Sanaaq
- Author: Mitiarjuk Nappaaluk
- Original title: ᓴᓈᕐᒃ
- Translator: Peter Frost
- Language: Inuktitut
- Publisher: Association Inuksiutiit Katimajiit (Inuktitut), University of Manitoba Press (English)
- Publication date: 1984
- Publication place: Canada
- Published in English: 2014

= Sanaaq =

Novel by Mitiarjuk Nappaaluk

Sanaaq is a 1984 novel by Mitiarjuk Nappaaluk, a Canadian Inuk educator and author from the Nunavik region in northern Quebec, Canada. The English edition of the novel was published in 2014 by the University of Manitoba Press in partnership with the Avataq Cultural Institute. It was translated into English from French by Peter Frost.

==Background==
The first draft of Sanaaq was written in Inuktitut syllabics by Nappaaluk.

Many of the chapters, or "episodes", of the novel were originally written at the request of Catholic missionaries stationed in Nunavik who were interested in improving their own knowledge of Inuktitut in order to better communicate with local communities and translate prayer books into the Inuit language. Nappaaluk, who was asked to initially create a type of phrasebook using syllabics to record common words from everyday life, instead created a cast of characters and a series of short stories about their lives.

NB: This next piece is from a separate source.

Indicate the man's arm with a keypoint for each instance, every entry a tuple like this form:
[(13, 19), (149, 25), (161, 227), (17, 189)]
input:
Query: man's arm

The novel took almost 20 years to complete. Between 1953 and 1956, Nappaaluk completed episodes 1-24 before leaving Nunavik and going to southern Canada to receive hospital treatment; upon her return, she wrote an additional 13 episodes until the missionary supervising her work was transferred to another community. In 1961, anthropologist Bernard Saladin d'Anglure first met Nappaaluk, and encouraged her to resume work on the novel and finish the final episodes. Saladin d'Anglure, a graduate student working under Claude Lévi-Strauss at the time, later made Sanaaq the focus of his PhD in ethnology; in addition to interviewing Nappaaluk about the work and recording her commentary about it, he worked with the author to transliterate and translate the novel.

==Publication==
The first edition of Sanaaq was published as Sanaaq unikkausinnguaq in 1984 by the Association Inuksiutiit. The work was published in standard syllabics and included illustrations.

In 2002, a French edition of Sanaaq was published by Quebec publishing house, Les Éditions Stanké, with Saladin d'Anglure serving as the translator.

==Plot summary==
Sanaaq opens on an episode about the title character, a young widow named Sanaaq, who is preparing to set out with her dogs to find and gather branches for weaving into a mat. The episode ends with Sanaaq returning home with her heavy load and offering berries to her daughter, Qumaq.

Through 48 short but sequential episodes, Sanaaq tells the story of an extended Inuit family and the various activities—such as making and repairing clothing, building seasonal ice shelters, gathering bird eggs, and hunting seals—that make up their day-to-day, semi-nomadic existence living almost entirely off the land apart. The novel is loosely set around the time of the early 1950s, when the Inuit of Kangirsujuaq had regular but limited contact with Qallunaat, or Euro-Canadians.

==Style==
The style of the novel is influenced by the author's primary aim of providing an educational language resource. The novel's episodes often introduce new vocabulary terms to the reader, first in Inuktitut, and then again repeated with more context or with synonyms that serve to further explain the meaning of the word.

Saldin d'Anglure describes Nappaaluk's style as "brisk, fluid, and lively", and attributes this to both the novel being written in syllabics and the Inuit oral tradition which may have introduced a greater element of lyricism to the writing.

==Significance==
Sanaaq has been called the first Canadian Inuit novel, although it was not the first to be published; Markoosie Patsauq's Harpoon of the Hunter was first published in 1970, although Sanaaq was written earlier. It is also regarded as the first Inuktitut-language novel.

According to the foreword in the 2014 English edition of Sanaaq, the original edition of the novel, published in syllabics, "may be found in all Inuit schools across northern Canada."

The name of the Centre Sanaaq in Montreal is derived from the novel.